En este sentido, a diferencia de lo que hoy sucede en nuestro país, el impuesto de matriculación también debería jugar un papel discriminador a favor de las alternativas más limpias. La reciente decisión de no utilizar las emisiones reales de los vehículos en este impuesto hasta 2021 no es una buena noticia y puede dificultar la necesaria adaptación del sector productor de automóviles en España a un futuro para el que nuestros competidores (especialmente de fuera de la UE) se encuentran más preparados. En cualquier caso, en el medio plazo es probable que la imposición sobre los vehículos precise un cambio fundamental y deba basarse en el uso del vehículo distinguiendo clase, lugar y franja horaria, si bien la transición debería garantizar los ingresos fiscales preexistentes (o incluso aumentarlos, ya que será posible incluir los importantes costes de congestión).

La producción de electricidad es otro sector clave en la lucha contra el deterioro ambiental y el cambio climático. En este caso, la introducción de un suelo fiscal de dióxido de carbono (CO2) que suplemente el precio del sistema europeo de comercio de emisiones (SECE) –como el existente en el Reino Unido desde 2014 y actualmente en estudio en otros países europeos– puede facilitar una evolución ordenada y menos costosa hacia un sistema eléctrico libre de emisiones. No tiene mucho sentido que una parte importante de nuestras emisiones de CO2 se produzca desde centrales térmicas de carbón (mayoritariamente importado), cuando contamos con suficientes capacidades instaladas en tecnologías más limpias. La exitosa experiencia británica, que ha visto disminuir radicalmente el uso del carbón estos últimos años, junto con la presencia de instrumentos estabilizadores de precio en el SECE, sugieren que esta opción puede ser especialmente útil en España. En este caso el impuesto podría tomar como referencia una senda creciente de precios del CO2 que recoja los daños ambientales y sea compatible con la evolución del SECE y los objetivos de descarbonización.

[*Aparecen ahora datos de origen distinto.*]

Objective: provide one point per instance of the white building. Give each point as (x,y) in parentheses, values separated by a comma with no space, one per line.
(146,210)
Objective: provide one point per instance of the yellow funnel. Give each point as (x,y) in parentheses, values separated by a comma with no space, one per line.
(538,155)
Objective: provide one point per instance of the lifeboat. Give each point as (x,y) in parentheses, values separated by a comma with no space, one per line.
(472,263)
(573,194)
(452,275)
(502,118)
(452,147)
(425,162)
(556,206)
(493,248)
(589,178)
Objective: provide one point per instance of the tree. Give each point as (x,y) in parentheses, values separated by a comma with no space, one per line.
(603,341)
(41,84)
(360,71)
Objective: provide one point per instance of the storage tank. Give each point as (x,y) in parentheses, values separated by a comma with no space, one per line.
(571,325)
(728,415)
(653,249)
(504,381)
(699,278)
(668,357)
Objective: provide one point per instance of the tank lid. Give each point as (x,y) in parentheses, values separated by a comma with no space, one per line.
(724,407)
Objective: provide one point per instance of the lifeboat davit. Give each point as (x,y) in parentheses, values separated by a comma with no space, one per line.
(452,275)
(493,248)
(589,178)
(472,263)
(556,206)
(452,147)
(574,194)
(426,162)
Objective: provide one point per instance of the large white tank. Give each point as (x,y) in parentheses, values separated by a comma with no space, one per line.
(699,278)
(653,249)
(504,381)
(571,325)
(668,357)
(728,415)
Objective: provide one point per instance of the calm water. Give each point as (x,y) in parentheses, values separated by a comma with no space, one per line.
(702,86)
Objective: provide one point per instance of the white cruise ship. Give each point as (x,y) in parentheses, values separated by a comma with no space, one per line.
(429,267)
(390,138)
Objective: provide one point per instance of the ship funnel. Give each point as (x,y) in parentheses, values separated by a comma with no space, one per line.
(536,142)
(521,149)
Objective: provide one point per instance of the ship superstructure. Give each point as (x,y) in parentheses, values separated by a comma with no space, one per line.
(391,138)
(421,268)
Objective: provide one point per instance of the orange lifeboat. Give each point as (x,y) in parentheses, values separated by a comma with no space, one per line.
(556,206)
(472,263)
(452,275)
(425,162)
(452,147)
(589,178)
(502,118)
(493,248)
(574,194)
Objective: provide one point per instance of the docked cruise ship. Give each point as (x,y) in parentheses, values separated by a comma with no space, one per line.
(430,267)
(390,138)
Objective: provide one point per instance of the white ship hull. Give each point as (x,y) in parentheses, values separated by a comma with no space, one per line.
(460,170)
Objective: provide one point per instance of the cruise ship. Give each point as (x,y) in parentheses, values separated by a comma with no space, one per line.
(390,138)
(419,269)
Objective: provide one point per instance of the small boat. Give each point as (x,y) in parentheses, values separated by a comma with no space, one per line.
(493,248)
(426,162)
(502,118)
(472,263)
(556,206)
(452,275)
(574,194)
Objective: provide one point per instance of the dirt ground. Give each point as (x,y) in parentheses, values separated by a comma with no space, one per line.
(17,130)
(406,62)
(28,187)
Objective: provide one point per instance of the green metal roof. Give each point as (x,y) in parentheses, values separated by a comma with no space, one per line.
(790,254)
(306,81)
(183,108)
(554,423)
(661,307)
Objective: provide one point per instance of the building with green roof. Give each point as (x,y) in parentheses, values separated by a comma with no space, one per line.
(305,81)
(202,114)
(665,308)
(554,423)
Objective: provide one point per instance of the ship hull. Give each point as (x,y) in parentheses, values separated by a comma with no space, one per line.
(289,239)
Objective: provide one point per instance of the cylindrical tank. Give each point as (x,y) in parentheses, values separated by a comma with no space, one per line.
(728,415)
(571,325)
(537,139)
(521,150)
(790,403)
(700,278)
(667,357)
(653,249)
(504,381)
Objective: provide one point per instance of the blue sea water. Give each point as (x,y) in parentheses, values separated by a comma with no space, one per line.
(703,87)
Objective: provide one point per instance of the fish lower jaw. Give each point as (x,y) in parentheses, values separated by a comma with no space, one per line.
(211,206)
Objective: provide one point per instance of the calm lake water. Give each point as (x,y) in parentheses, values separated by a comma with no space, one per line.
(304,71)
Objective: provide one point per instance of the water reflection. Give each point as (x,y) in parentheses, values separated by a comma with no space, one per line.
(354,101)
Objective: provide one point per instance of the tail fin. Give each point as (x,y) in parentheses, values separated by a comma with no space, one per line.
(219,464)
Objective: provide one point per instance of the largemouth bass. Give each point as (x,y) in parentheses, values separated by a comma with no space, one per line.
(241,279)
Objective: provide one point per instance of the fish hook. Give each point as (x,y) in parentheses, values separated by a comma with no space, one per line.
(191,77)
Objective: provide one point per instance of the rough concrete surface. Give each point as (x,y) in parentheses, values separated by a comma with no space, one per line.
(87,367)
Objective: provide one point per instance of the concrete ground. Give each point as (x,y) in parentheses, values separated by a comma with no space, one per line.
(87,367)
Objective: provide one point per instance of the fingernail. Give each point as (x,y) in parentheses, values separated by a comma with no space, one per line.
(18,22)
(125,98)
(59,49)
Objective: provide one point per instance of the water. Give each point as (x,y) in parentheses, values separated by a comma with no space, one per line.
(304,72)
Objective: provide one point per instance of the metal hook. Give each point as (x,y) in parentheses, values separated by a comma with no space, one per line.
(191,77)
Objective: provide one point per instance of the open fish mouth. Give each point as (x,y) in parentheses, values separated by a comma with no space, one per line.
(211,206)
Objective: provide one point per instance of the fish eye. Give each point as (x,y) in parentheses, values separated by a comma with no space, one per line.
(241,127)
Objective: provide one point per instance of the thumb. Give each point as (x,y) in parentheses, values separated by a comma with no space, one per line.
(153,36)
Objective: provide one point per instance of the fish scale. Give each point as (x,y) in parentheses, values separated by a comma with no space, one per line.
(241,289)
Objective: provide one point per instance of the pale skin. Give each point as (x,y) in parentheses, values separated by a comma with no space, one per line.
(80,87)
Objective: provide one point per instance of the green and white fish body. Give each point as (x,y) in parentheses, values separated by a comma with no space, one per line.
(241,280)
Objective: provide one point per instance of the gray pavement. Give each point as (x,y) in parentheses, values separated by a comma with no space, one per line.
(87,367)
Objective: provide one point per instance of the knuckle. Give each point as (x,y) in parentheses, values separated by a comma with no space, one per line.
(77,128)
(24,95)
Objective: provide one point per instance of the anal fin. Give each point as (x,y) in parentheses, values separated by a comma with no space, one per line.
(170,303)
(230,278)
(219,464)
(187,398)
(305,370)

No podemos finalizar sin referirnos a los aspectos distributivos y de competitividad de estas reformas, el discurso central de muchos de sus detractores. En cualquier caso, hay que subrayar la prevalencia del principio de quien contamina paga en estas figuras: los precios de un producto (sea diésel o electricidad) deben reflejar los daños asociados a su producción y lanzar las señales adecuadas a los consumidores. Por ello, las posibles medidas compensatorias deben evitar subvencionar directamente su consumo y han de canalizarse a través de otras vías a familias y empresas. Los efectos son, además, muy distintos dependiendo del tipo de bien afectado (claramente regresivos en la electricidad, mucho menos en los carburantes) y de los sectores involucrados (con mayor o menor exposición a la competencia internacional) y deben considerarse de forma cuidadosa a la hora de definir exenciones o compensaciones.

Xavier Labandeira y José M. Labeaga son catedráticos de Economía y forman parte del centro de investigación Economics for Energy.